CVE-2025-45663: 
Linux Debian Análise e mitigação de vulnerabilidades

A vulnerability in NetSurf v3.11 was identified and assigned CVE-2025-45663, involving the disclosure of uninitialized memory in the domevent_initialise function. The vulnerability was published on November 3, 2025, and affects various versions of the NetSurf browser (Ubuntu Security, Debian Tracker).

The vulnerability has been assigned a CVSS 3.1 base score of 6.5 (Medium), with the following vector: CVSS:3.1/AV:N/AC:L/PR:N/UI:N/S:U/C:L/I:N/A:L. The issue specifically involves the application reading uninitialized heap memory during the creation of a dom_event structure (Ubuntu Security).

The vulnerability leads to potential disclosure of uninitialized memory contents, which could result in information leakage.
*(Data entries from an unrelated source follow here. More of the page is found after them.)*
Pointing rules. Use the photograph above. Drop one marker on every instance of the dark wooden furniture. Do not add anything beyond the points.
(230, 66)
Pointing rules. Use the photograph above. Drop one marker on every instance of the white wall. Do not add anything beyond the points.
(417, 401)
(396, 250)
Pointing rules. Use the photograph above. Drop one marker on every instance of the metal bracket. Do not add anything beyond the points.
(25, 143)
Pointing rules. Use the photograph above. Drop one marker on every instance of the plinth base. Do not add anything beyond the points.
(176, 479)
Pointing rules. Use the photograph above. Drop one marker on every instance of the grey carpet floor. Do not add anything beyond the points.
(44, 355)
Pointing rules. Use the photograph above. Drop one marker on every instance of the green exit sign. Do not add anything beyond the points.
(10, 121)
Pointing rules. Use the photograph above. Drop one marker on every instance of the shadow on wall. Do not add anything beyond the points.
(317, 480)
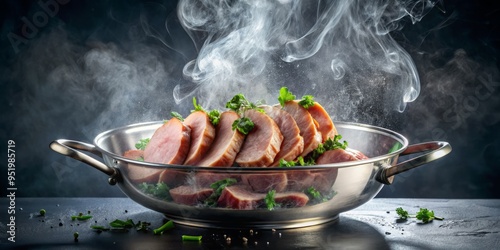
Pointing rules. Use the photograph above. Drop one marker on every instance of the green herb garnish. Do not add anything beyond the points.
(269, 199)
(285, 96)
(191, 237)
(299, 162)
(307, 101)
(329, 144)
(243, 124)
(403, 214)
(177, 115)
(100, 228)
(167, 226)
(122, 224)
(237, 102)
(213, 115)
(425, 215)
(141, 144)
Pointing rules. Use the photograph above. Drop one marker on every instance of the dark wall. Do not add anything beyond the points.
(56, 83)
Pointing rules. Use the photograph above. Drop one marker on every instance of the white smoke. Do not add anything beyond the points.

The CVSS scoring indicates low impacts on both confidentiality and availability, with no impact on integrity (Ubuntu Security).

The vulnerability affects multiple versions of NetSurf, including version 3.10-1 in Debian bookworm and bullseye, as well as version 3.11-2 in forky, sid, and trixie distributions. As of the latest reports, the issue remains unfixed (Debian Tracker).